È partita la corsa olimpica, Confindustria chiede di essere coinvolta

«Con la costituzione della nuova Società Infrastrutture entriamo in una fase decisiva, ora dobbiamo correre e recuperare il tempo perso. Ci sono poco più di quattro anni a disposizione per creare un evento unico ma soprattutto per gettare le basi di un futuro sostenibile per la nostra montagna, fatto di opere utili e collegamenti veloci per le persone e le imprese che ci vivono. Come imprenditori del territorio chiediamo di accelerare i tempi e di essere coinvolti fin da ora nella programmazione».

Lorraine Berton, presidente di Confindustria Belluno Dolomiti e coordinatrice del Tavolo Sport e Grandi Eventi di Confindustria, detta la linea: all’indomani della firma che ha sancito la costituzione di “Infrastrutture Milano Cortina 2020-2026 Spa” la parola d’ordine è fare presto e fare insieme. Perché i tempi sono stretti. E gli industriali vogliono essere della partita.

«La società, ora, deve essere subito messa nelle condizioni di operare con procedure semplificate e accelerate, altrimenti rischia di non centrare l’obiettivo – rimarca Berton -. In questo percorso, il confronto con il mondo dell’impresa è imprescindibile per fissare tempi e modalità.
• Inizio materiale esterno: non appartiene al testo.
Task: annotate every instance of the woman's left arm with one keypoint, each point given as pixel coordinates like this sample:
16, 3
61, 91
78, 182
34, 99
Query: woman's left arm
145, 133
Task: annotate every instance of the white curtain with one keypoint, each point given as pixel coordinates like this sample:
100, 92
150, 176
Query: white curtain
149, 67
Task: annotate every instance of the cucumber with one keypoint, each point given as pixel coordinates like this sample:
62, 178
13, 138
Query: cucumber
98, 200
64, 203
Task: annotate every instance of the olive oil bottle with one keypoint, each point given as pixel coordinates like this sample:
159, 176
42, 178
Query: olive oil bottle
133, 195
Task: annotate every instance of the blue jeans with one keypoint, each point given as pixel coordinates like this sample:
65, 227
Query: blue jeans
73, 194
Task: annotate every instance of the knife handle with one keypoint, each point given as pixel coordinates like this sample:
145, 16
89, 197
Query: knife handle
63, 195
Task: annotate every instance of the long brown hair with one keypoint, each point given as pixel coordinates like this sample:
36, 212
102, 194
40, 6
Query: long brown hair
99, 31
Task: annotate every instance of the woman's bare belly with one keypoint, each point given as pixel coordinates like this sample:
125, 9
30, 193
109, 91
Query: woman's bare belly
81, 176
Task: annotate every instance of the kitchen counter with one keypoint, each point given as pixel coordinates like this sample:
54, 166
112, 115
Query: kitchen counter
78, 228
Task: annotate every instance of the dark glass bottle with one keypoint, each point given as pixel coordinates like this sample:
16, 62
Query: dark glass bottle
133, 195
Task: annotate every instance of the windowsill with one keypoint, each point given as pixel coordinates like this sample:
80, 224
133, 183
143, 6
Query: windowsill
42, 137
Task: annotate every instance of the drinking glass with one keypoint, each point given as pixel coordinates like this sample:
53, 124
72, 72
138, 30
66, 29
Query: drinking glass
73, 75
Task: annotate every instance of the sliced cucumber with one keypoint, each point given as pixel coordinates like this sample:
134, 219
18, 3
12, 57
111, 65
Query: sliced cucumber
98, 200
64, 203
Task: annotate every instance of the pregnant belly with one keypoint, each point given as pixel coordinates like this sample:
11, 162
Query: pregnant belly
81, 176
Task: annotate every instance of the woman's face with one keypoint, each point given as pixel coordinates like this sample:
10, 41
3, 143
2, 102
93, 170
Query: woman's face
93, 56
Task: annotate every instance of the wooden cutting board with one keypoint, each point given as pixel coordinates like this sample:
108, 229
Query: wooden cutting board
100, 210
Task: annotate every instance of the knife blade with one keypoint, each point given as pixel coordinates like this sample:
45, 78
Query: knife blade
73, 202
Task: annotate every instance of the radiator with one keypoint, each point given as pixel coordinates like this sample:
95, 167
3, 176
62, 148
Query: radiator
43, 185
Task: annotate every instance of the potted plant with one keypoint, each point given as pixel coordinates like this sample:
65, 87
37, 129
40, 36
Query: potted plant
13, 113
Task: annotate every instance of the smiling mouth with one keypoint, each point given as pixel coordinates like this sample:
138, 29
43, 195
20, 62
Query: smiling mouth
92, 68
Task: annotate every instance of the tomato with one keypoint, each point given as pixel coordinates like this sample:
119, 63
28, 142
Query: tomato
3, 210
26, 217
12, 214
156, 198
A maggior ragione, lo è con gli imprenditori locali che conoscono il territorio e sono quelli chiamati a rimanere e creare benessere anche dopo l’evento olimpico. La vera sfida infatti è questa: saper guardare nel lungo periodo». 

Anche per questo, gli industriali bellunesi con i colleghi di Confindustria Trento e di Assoimprese Alto Adige stanno portando avanti da diversi mesi uno studio volto a definire lo stato attuale e gli scenari pre e post Olimpiadi del sistema delle infrastrutture di trasporto di interesse per le province sulle quali insiste il Patrimonio Unesco. A elaborarlo sono i ricercatori del Dipartimento di ingegneria civile, edile e ambientale dell’Università degli Studi di Padova.

«Siamo pronti a metterlo a disposizione della nuova società – dice Berton -. Si tratta di un contributo fattivo sulle opere che servono al territorio».

Il progetto si articola in tre step: dalla ricognizione e mappatura dell’esistente alla programmazione futura, guardando a uno sviluppo integrato dei territori alpini e delle loro interconnessioni con la pianura e i Paesi confinanti.

Due gli orizzonti temporali del piano degli industriali: il primo è quello del 2026, anno delle Olimpiadi, il secondo è trentennale.